Regional governor Jaime Heliodoro Rodríguez Calderón confirmed the number of deaths at the Topo Chico prison yesterday and attributed the bloodshed to a clash between two gangs, the Gulf Cartel and Los Zetas. The criminal groups, which were once partners, have fought for control of crime and smuggling territories in Mexico’s troubled northeastern states.
During a press conference governor Calderón listed 40 names of confirmed victims of the brawl, saying five of the remaining bodies had been scorched by fire and some four others remained unidentified. One of the injured was in a critical condition.
Higher officials in Mexico say the Ciudad Juarez prison has improved in recent years, with gangs no longer ordering crimes in the city from behind bars, though priests working in the diocesan prison ministry and with the families of inmates say problems persist such as inmates having to pay for protection and privileges.

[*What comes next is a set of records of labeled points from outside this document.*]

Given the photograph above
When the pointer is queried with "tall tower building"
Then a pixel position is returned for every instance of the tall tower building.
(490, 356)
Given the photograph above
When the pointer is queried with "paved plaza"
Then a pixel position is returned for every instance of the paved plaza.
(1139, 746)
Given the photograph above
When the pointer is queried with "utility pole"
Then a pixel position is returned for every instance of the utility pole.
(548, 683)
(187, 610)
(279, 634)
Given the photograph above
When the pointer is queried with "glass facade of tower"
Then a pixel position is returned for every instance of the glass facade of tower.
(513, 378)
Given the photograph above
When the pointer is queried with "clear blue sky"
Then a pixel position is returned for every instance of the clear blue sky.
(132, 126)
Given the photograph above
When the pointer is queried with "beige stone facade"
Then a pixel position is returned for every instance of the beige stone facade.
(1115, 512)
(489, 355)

Different families surrounded the prison gates where the names of the dead prisoners were posted to learn the fate of their loved ones.
One 63-year-old Maria Guadalupe Ramirez cried: “Ayyy, my son is on the list!” when she saw that the name of her son, Jose Guadalupe Ramirez Quintero, 26, was on the list.
“He had already gotten out. They picked him up again just for drinking. … There is injustice in this prison,” she said, wailing and shaking her fists.
Fr Oscar Enriquez, director of the Paso del Norte Human Rights Center in Ciudad Juarez, who works with families of the prisoners, said: “There’s a certain control by groups inside the prison. This has not completely been eradicated.”
Few Latin American prisons fulfill their basic functions of punishing and rehabilitating criminals. Not only are prisoners frequently subjected to brutal treatment in conditions of mass overcrowding and extraordinary squalor, but many jails are also themselves run by criminal gangs.
In Mexico prison deaths have risen in tandem with the expansion of organized crime, from 15 in 2007 to 71 in 2011 and more than 80 in the first three months of this year, according to Eduardo Guerrero, a security expert.
Fr Robert Coogan, an American prison chaplain in Saltillo, 30 miles west of Monterrey, said the Topo Chico prison suffered from self-rule.
“They know how to calm the authorities down by doing things that are pleasing to the authorities,” Fr Coogan said, referring to the way inmate leaders keep prisons with self-rule clean, maintained and orderly as a way to keep wardens on their side.
“The reason for [inmates] controlling the prison is that you cannot have an escape every time someone comes in. But sometimes they will use their manipulation … to get the people they want to release all in one place. Once they get them in one place, then they’ll set them free,” he said.